The system is indeed compatible with almost 100% of the existing Atari 2600 game library, and all the existing 2600 controllers and peripherals are compatible as well. The 7800 was also sold with its own special Pro-Line controllers which were meant to be an improvement over the 5200 design. The controller was a two-button controller, allowing for greater functionality than the classic one-button joystick from the 2600 days.
Along with inferior sound quality, the 7800 was also technically lacking compared to the NES in several other ways. The 7800's CPU and MARIA graphics chip both shared the same RAM memory address space, interrupting each other's cycles when attempting to access RAM and slowing down the system, whereas the NES had separate RAM memory address spaces for its CPU and PPU graphics chip, allowing both to run at full speeds. The 7800's coarse scrolling, with occasional 8-pixel jumps, was not as smooth as the NES's continuous pixel-by-pixel scrolling. The 7800 also lacked a tilemap engine like the NES, meaning the 7800 had to use more memory and processing to produce the same amount of graphics as the NES, and also had to draw tiled backgrounds using numerous sprites, slowing down the system and making it difficult for third-party developers to produce tiled side-scrolling games for the system. While the 7800 had a 320x200 resolution mode, it was resource-intensive, so most 7800 games usually ran at the lower-resolution 160x200 mode (compared to the NES's 256x224 resolution).
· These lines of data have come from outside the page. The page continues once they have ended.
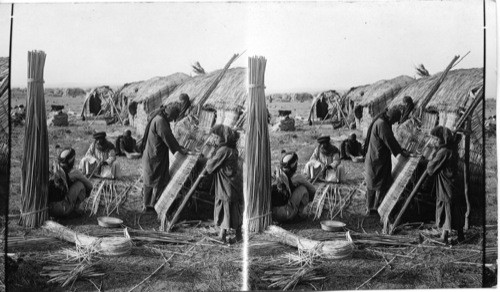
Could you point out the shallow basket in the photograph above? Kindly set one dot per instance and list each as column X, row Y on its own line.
column 133, row 155
column 109, row 222
column 330, row 225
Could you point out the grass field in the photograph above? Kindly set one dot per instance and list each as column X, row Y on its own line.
column 211, row 266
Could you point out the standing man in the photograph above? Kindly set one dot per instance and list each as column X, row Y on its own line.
column 378, row 167
column 155, row 160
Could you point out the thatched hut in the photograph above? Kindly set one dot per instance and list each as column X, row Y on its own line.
column 378, row 96
column 141, row 97
column 99, row 101
column 451, row 99
column 225, row 103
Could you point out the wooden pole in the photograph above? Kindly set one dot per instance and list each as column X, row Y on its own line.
column 467, row 171
column 185, row 200
column 435, row 88
column 410, row 197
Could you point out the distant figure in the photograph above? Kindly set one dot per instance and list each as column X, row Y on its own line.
column 155, row 159
column 449, row 195
column 351, row 148
column 125, row 144
column 324, row 163
column 68, row 187
column 290, row 192
column 100, row 159
column 228, row 181
column 378, row 165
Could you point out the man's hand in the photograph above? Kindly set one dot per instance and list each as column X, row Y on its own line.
column 183, row 151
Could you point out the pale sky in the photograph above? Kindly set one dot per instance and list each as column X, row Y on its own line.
column 310, row 46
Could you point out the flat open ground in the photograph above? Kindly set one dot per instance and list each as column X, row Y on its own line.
column 417, row 266
column 202, row 264
column 206, row 265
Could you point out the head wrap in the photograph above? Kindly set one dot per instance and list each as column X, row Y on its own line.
column 99, row 135
column 172, row 111
column 323, row 139
column 289, row 162
column 66, row 158
column 393, row 115
column 229, row 137
column 446, row 138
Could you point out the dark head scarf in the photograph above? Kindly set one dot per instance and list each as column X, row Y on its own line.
column 393, row 115
column 289, row 163
column 66, row 158
column 99, row 135
column 172, row 112
column 229, row 137
column 185, row 104
column 408, row 108
column 445, row 136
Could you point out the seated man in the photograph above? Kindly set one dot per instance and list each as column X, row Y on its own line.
column 125, row 144
column 100, row 159
column 324, row 163
column 290, row 192
column 351, row 148
column 68, row 187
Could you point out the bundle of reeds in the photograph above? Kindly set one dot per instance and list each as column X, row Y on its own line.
column 35, row 164
column 258, row 152
column 287, row 278
column 150, row 236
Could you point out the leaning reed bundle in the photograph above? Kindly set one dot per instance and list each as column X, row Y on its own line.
column 258, row 152
column 35, row 165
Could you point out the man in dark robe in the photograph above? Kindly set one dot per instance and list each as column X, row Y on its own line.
column 125, row 144
column 228, row 182
column 155, row 159
column 381, row 143
column 449, row 193
column 351, row 148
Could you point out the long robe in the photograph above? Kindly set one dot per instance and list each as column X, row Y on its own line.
column 378, row 157
column 449, row 195
column 155, row 160
column 228, row 182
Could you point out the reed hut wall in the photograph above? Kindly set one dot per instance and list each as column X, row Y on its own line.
column 378, row 96
column 445, row 107
column 145, row 96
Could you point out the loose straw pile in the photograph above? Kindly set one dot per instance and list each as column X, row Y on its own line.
column 258, row 153
column 35, row 165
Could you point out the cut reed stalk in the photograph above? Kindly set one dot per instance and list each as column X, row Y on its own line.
column 258, row 153
column 35, row 164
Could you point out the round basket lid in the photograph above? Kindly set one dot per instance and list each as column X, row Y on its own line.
column 109, row 222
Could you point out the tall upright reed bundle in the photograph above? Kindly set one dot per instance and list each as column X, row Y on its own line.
column 258, row 152
column 35, row 165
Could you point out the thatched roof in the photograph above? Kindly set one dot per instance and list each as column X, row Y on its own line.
column 384, row 88
column 452, row 93
column 142, row 90
column 230, row 93
column 354, row 93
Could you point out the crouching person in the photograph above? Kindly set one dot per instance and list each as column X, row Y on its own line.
column 290, row 192
column 68, row 187
column 324, row 163
column 228, row 181
column 449, row 195
column 100, row 159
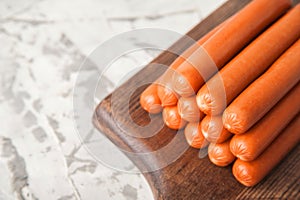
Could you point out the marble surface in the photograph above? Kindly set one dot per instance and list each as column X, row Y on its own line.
column 43, row 44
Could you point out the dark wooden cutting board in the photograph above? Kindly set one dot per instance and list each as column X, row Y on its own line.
column 188, row 177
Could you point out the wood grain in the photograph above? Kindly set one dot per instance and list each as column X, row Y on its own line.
column 189, row 177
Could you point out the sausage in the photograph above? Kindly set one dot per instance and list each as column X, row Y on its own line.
column 252, row 104
column 194, row 136
column 188, row 109
column 172, row 118
column 250, row 145
column 150, row 101
column 220, row 154
column 249, row 64
column 251, row 173
column 223, row 45
column 213, row 130
column 165, row 91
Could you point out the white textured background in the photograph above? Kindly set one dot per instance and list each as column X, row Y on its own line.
column 43, row 43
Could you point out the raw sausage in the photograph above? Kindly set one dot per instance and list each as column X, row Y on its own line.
column 251, row 144
column 254, row 102
column 249, row 64
column 250, row 173
column 188, row 109
column 213, row 130
column 223, row 45
column 194, row 136
column 220, row 154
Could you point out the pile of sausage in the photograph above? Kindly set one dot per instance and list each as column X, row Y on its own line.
column 245, row 107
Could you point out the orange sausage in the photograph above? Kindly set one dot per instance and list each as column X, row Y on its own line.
column 172, row 118
column 149, row 101
column 249, row 64
column 250, row 173
column 188, row 109
column 165, row 92
column 213, row 130
column 252, row 104
column 250, row 145
column 220, row 154
column 223, row 45
column 194, row 136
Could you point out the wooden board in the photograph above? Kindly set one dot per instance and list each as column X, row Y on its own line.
column 189, row 177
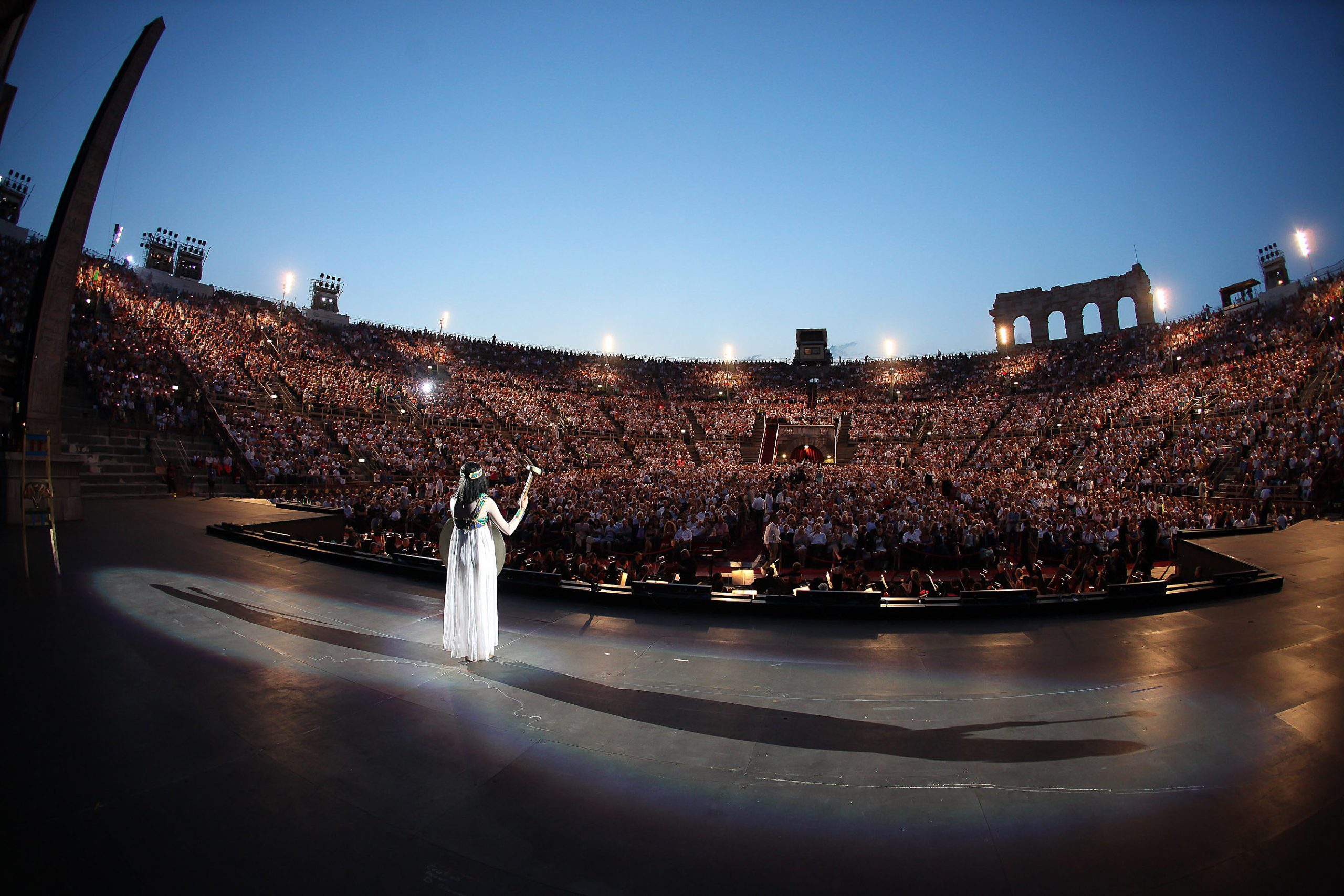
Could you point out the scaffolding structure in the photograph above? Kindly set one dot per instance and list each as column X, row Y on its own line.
column 37, row 496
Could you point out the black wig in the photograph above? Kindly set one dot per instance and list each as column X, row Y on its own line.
column 474, row 483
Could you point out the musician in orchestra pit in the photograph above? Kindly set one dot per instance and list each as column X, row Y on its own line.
column 467, row 546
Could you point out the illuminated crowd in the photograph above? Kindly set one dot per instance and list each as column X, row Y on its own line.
column 1002, row 468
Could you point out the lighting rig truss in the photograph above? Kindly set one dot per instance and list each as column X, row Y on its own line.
column 326, row 292
column 15, row 190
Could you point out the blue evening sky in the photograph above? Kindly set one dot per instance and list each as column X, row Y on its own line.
column 686, row 175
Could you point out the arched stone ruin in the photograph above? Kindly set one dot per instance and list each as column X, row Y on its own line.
column 1037, row 305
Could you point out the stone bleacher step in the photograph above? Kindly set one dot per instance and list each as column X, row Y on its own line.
column 123, row 491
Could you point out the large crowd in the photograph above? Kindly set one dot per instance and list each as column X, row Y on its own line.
column 1041, row 458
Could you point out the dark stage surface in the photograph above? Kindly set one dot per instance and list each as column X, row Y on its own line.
column 201, row 716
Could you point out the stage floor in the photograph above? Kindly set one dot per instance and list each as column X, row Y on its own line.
column 201, row 716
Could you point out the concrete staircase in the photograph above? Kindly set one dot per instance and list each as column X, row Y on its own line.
column 125, row 461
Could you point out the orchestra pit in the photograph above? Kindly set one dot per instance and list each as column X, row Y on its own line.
column 1061, row 616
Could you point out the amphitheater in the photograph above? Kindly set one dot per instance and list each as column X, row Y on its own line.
column 1065, row 616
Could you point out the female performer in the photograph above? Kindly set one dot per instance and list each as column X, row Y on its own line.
column 471, row 614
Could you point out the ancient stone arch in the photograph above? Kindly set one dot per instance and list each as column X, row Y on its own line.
column 1038, row 304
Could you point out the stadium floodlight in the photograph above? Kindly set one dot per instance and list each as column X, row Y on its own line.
column 1306, row 248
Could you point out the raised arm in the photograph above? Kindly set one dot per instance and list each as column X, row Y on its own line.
column 498, row 519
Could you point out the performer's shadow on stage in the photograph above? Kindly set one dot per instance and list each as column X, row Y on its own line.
column 716, row 718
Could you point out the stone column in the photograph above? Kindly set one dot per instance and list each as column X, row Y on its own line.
column 1040, row 330
column 1109, row 315
column 1144, row 309
column 1073, row 321
column 54, row 287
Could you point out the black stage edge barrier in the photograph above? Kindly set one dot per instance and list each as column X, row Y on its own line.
column 834, row 598
column 1139, row 589
column 1006, row 594
column 1201, row 562
column 678, row 590
column 1220, row 577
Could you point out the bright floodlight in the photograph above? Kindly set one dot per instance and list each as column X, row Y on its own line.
column 1303, row 246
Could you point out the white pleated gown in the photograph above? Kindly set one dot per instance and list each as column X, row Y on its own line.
column 471, row 606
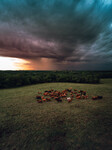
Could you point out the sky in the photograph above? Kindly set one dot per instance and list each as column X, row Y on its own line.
column 55, row 34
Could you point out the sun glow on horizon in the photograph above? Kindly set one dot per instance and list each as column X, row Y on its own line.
column 9, row 63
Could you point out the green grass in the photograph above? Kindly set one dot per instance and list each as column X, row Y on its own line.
column 82, row 124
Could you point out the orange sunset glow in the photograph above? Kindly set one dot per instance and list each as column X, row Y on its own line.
column 9, row 63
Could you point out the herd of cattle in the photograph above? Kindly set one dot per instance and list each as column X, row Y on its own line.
column 67, row 94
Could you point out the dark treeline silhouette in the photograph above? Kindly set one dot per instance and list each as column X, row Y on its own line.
column 10, row 79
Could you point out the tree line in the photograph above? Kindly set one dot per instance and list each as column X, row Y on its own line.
column 10, row 79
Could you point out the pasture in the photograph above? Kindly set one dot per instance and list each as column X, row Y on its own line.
column 79, row 125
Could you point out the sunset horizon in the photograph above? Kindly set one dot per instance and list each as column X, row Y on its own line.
column 55, row 35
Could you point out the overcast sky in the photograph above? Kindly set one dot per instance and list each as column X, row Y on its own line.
column 58, row 34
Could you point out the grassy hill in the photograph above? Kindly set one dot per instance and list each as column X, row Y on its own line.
column 81, row 124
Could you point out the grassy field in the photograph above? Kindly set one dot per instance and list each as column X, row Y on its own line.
column 80, row 125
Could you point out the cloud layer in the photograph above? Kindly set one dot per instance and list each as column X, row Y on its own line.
column 74, row 34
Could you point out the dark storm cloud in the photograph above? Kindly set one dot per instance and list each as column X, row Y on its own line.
column 66, row 31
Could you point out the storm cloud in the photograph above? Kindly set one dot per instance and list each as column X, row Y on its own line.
column 74, row 34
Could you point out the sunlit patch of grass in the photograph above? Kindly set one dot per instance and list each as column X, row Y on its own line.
column 82, row 124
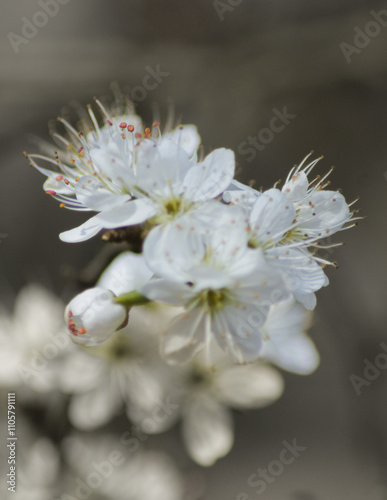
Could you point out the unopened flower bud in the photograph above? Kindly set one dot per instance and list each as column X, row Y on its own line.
column 93, row 316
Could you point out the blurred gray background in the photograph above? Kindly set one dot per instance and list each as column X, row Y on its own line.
column 227, row 69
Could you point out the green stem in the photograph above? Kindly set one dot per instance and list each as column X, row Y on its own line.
column 132, row 299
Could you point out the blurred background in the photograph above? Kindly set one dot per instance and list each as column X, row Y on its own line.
column 228, row 67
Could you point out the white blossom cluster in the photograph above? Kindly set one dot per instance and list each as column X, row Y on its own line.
column 221, row 253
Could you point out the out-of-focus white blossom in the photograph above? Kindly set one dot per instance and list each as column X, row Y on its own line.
column 209, row 394
column 32, row 340
column 104, row 466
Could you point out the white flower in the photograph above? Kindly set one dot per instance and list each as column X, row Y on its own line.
column 130, row 177
column 286, row 342
column 93, row 316
column 319, row 212
column 272, row 223
column 225, row 287
column 32, row 340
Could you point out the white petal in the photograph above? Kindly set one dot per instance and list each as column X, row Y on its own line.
column 83, row 232
column 207, row 429
column 127, row 272
column 325, row 213
column 130, row 213
column 161, row 167
column 187, row 137
column 251, row 386
column 236, row 332
column 296, row 189
column 303, row 274
column 210, row 178
column 169, row 292
column 170, row 250
column 92, row 193
column 295, row 353
column 185, row 337
column 271, row 216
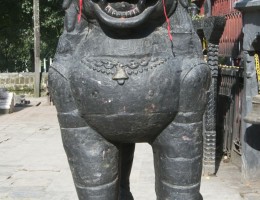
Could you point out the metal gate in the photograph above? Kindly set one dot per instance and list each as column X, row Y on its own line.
column 230, row 91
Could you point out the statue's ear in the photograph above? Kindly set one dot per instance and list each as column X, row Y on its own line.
column 184, row 3
column 66, row 4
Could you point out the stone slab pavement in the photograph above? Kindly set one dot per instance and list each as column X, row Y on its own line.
column 33, row 165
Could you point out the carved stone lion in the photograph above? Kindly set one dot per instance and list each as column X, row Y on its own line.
column 118, row 78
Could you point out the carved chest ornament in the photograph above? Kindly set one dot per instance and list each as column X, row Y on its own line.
column 121, row 71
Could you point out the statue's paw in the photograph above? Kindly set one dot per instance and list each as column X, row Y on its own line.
column 125, row 195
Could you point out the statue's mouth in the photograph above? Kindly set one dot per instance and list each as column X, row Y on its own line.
column 126, row 8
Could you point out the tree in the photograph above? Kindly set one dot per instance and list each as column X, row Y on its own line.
column 16, row 32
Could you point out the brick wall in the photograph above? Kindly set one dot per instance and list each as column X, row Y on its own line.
column 22, row 83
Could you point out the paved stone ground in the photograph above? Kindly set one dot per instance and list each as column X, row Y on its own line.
column 33, row 164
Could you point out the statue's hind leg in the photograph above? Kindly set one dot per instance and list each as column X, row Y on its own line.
column 178, row 149
column 93, row 160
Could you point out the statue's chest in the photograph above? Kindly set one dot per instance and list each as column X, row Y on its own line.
column 113, row 85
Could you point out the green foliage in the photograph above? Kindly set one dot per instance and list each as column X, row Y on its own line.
column 16, row 32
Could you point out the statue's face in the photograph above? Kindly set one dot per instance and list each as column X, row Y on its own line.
column 127, row 13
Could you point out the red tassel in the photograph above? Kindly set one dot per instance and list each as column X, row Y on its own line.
column 80, row 10
column 167, row 20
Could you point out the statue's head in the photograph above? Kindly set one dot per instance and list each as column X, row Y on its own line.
column 126, row 13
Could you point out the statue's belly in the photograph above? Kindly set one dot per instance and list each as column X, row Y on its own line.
column 136, row 111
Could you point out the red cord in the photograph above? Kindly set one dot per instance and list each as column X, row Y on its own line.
column 167, row 20
column 80, row 9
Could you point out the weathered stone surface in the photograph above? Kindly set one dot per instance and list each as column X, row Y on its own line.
column 118, row 79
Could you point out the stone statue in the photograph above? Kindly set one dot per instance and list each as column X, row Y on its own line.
column 127, row 72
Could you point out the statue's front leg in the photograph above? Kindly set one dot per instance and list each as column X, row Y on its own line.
column 93, row 160
column 178, row 150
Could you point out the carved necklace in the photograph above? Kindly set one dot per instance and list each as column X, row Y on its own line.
column 122, row 71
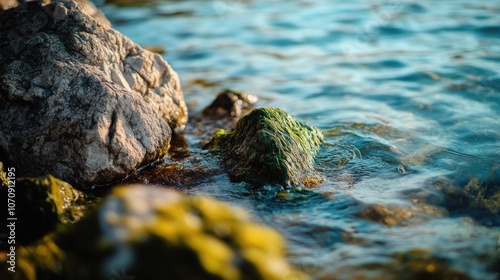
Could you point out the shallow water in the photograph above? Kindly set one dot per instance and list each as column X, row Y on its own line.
column 407, row 93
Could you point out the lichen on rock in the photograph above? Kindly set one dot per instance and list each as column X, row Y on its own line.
column 268, row 146
column 42, row 204
column 148, row 232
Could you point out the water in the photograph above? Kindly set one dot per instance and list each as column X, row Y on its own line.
column 407, row 93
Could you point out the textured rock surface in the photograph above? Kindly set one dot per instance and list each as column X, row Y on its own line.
column 269, row 146
column 152, row 233
column 87, row 7
column 78, row 100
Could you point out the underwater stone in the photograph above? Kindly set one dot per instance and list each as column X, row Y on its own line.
column 146, row 231
column 269, row 146
column 66, row 107
column 229, row 103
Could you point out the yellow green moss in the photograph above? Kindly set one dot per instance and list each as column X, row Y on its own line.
column 269, row 146
column 165, row 233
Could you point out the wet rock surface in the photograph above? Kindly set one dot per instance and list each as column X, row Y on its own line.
column 229, row 103
column 268, row 146
column 145, row 232
column 79, row 100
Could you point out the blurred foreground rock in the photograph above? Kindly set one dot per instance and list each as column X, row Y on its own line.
column 268, row 146
column 152, row 233
column 79, row 100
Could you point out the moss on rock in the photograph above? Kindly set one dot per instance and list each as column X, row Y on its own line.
column 153, row 233
column 41, row 204
column 269, row 146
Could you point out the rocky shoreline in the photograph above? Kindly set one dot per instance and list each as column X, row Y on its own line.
column 99, row 114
Sales from the console were middling outside of the United States, as the 7800 did not receive a European launch until 1989. With numerous third party developers quickly dropping support for the 7800 and gamers everywhere ignoring the console as a whole, Atari pulled the plug on the 7800 by 1992 and ceased all production of the console. In the end Atari was no longer the console manufacturer that it once was, but unconvinced by their failure Atari would make one last ditch effort to regain their once dominant status in the video game console market.
* CPU: Custom 6502C
Speed: 1.79 MHz, drops to 1.19 MHz when the TIA or RIOT chips are accessed
(note: This is Atari's custom 6502 known as SALLY which can be halted to allow other devices to control the bus)
* RAM: 4 KB (2 6116 2Kx8 RAM ICs)
* ROM: built in 4 KB BIOS ROM, 48 KB Cartridge ROM space without bankswitching
* Graphics: MARIA custom graphics controller (halts CPU when in use)
160x200 (160x240 PAL) resolution or 320x200 (320x240) resolution
25 color palette out of 256 colors (16 hues * 16 luma), different graphics modes restricted the number of usable colors and the number of colors per sprite
Direct Memory Access (DMA)
Graphics clock: 7.16 MHz (halted when CPU in use)
* I/O: Joystick and console switch IO handled byte 6532 RIOT and TIA
* Ports: 2 joystick ports, 1 cartridge port, 1 expansion connector (early consoles only), power in, RF output
* Sound: TIA video and sound chip, same as the 2600. Only the sound is used in 7800 games. Both video and sound are used in 2600 games.
Optional POKEY sound chip on cartridge for improved sounds.